4.2. Structural Staircase to Strengthen Slender Structures

External hoops are particularly effective for slender structures (such as bell towers), both as an emergency measure and as a permanent seismic reinforcement. The same structural element can be located inside the structure and connected to the masonry by radial bars to strengthen the structure, as proposed by Jurina [67]. This structural element can be connected to vertical distribution elements such as stairs for inspection and periodic maintenance. This solution was used in the restoration of the Church of Santa Maria Assunta in Reggiolo (RE, Italy). The bell tower suffered significant damage during the 2012 earthquake, particularly in the octagonal drum of the belfry. The final reinforcement consisted of the construction of an internal metal structure made up of vertical posts connected by horizontal bars to internal and external horizontal plates. The existing wooden staircase located in the upper part of the bell tower was also severely damaged by the 2012 earthquake and was therefore replaced by a new metal staircase made up of a continuous stringer with shelf steps. These elements are connected to masonry walls by injected bars. The structural staircase thus defines an internal reinforcement that connects the shaft to the belfry and the perimeter walls (improving the box-like behaviour). This reinforcement structure was also used as a safety staircase during the restoration work, reducing the safety costs by eliminating the need for external scaffolding [68].

4.3. “Structural Furnishing” against Overturning and Share Mechanisms

The integration of structural elements and furniture offers other possibilities for integrating visible reinforcements.

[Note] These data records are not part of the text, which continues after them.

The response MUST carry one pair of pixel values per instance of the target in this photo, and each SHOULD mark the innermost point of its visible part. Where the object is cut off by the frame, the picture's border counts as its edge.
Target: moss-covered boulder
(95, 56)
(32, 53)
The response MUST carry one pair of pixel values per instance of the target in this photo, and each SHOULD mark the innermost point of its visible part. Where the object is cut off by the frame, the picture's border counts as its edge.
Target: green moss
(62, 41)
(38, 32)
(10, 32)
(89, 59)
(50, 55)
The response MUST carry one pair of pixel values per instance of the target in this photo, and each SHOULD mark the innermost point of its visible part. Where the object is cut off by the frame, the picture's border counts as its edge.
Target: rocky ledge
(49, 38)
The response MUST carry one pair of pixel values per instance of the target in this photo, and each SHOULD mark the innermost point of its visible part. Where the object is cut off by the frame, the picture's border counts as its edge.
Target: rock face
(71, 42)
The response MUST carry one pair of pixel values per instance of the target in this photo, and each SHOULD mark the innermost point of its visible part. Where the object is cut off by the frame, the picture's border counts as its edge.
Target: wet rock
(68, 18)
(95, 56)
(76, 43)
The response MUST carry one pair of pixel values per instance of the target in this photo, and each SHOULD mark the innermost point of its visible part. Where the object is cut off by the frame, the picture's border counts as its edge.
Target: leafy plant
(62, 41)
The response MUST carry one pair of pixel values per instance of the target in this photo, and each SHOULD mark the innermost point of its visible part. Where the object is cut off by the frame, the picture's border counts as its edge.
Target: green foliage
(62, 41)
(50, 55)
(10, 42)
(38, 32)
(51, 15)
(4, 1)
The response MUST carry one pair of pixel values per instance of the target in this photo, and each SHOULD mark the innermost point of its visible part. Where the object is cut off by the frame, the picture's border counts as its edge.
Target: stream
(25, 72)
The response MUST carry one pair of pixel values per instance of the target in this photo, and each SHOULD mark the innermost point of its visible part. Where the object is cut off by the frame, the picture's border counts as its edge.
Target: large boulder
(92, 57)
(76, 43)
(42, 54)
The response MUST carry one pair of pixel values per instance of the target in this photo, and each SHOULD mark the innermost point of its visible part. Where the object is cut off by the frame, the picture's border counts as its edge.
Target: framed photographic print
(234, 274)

Consider, for example, bracing elements, a common technique for strengthening masonry fabrics against earthquakes. Such reinforcements can be visually invasive but, if integrated with furniture, they can become part of the interior design of the building. This is the case of a restoration project developed within a Master’s thesis at the University of Parma [69]. During the 2012 earthquake, the masonry walls of the Crevalcore Town Hall were found to be weak against horizontal forces. This was due to the fact that the original transversal walls on the ground floor had been transformed into columns as a result of post-construction structural modifications. The project [69] involved the insertion of a bracing element between the masonry columns to improve the stiffness of the structure against seismic actions. It also combined structural needs with re-functionalisation issues. An Internet cafè was created on the ground floor and the stiffening system was used to create a shelving structure for bottle racks and bookcases. Specifically, the metal structural cross was integrated with laminated wooden shelves which are mobile and flexible elements that can be adapted to specific functional needs.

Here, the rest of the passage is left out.